Why geospatial data is useful for fire safety planning
When it comes to fire safety, aerial mapping and geospatial data play a vital role in creating logical, compliant and up-to-date fire evacuation plans for developments of all sizes. These tools can be used across emergency management phases such as mitigation, preparedness, response and recovery, and to identify bushfire hazard zones. The information gleaned from geospatial data can be used to assist in risk evaluation and reduction initiatives before disaster strikes, as well as verifying hazard and loss models in the wake of devastation.
During bushfires, emergency services as well as state and federal governments need access to up-to-date spatial information to minimise damage.
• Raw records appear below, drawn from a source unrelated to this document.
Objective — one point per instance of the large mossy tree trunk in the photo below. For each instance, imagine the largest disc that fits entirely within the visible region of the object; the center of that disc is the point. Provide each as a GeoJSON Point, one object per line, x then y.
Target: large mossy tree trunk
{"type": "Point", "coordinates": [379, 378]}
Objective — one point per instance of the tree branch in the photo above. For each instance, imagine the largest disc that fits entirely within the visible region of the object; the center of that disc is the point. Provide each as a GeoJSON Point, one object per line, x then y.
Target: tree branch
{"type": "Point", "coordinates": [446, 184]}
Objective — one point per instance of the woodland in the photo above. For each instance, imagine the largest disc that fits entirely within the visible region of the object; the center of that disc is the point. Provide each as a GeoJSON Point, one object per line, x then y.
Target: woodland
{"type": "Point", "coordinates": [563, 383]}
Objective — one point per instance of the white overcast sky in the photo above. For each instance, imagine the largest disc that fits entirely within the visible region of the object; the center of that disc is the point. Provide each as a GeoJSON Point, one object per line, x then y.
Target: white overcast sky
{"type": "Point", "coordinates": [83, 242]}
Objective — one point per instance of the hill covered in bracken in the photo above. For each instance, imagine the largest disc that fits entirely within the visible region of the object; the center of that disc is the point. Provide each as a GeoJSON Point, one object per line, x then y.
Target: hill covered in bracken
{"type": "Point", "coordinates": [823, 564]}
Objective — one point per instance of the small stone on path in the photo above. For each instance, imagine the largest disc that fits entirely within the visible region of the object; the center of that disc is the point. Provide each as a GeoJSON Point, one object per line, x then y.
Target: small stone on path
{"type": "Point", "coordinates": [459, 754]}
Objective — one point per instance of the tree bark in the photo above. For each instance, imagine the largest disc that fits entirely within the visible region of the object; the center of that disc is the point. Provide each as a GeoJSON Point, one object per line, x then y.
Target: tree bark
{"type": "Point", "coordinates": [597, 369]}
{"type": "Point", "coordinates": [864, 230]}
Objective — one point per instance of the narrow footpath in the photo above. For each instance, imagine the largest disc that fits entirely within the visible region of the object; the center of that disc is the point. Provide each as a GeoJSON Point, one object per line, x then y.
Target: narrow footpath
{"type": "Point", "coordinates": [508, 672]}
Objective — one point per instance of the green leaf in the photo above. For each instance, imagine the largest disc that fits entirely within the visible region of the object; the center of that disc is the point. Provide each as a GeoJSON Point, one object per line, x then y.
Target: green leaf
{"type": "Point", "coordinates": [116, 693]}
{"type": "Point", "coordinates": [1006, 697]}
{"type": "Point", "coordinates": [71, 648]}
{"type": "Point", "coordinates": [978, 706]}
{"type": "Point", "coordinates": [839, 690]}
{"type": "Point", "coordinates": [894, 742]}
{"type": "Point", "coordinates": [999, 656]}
Details like current vegetation, slope, aspect, infrastructure, infrastructure location, evacuation routes, hazardous areas and locations of water sources can be invaluable to those fighting the fire — and most of this information can be extracted from aerial mapping and geospatial data. Detailed and current orthographic views can assist with tasks like defining points in terms of coordinates, measuring and digitising vectors, accurately measuring distances and areas, plus more benefits that we will cover here.
Measurement tools available with geospatial data
Digital location analysis services like Nearmap are loaded with useful measurement tools that make development site inspections easier and more cost-effective. Things like high-resolution orthographic views, 3D mapping technology and oblique aerial imagery give you the power to calculate exact distances between points, which is particularly useful for fire safety inspections. You can see nearby water sources at a glance and ascertain more precise measurements for reports.
One of the biggest benefits of using geospatial data as a risk assessment tool in fire safety planning is being able to conduct investigations and evaluations completely off-site. Travel times and costs are drastically reduced, meaning you can better utilise your team to complete other tasks pertinent to your development. This is particularly beneficial for large, long-term developments that take years to complete, as you are able to keep an eye on any topographical changes without site visits. Finding distances remotely is also a safer option — minimising the number of times staff need to get kitted out in steel-capped boots and helmets to conduct the work.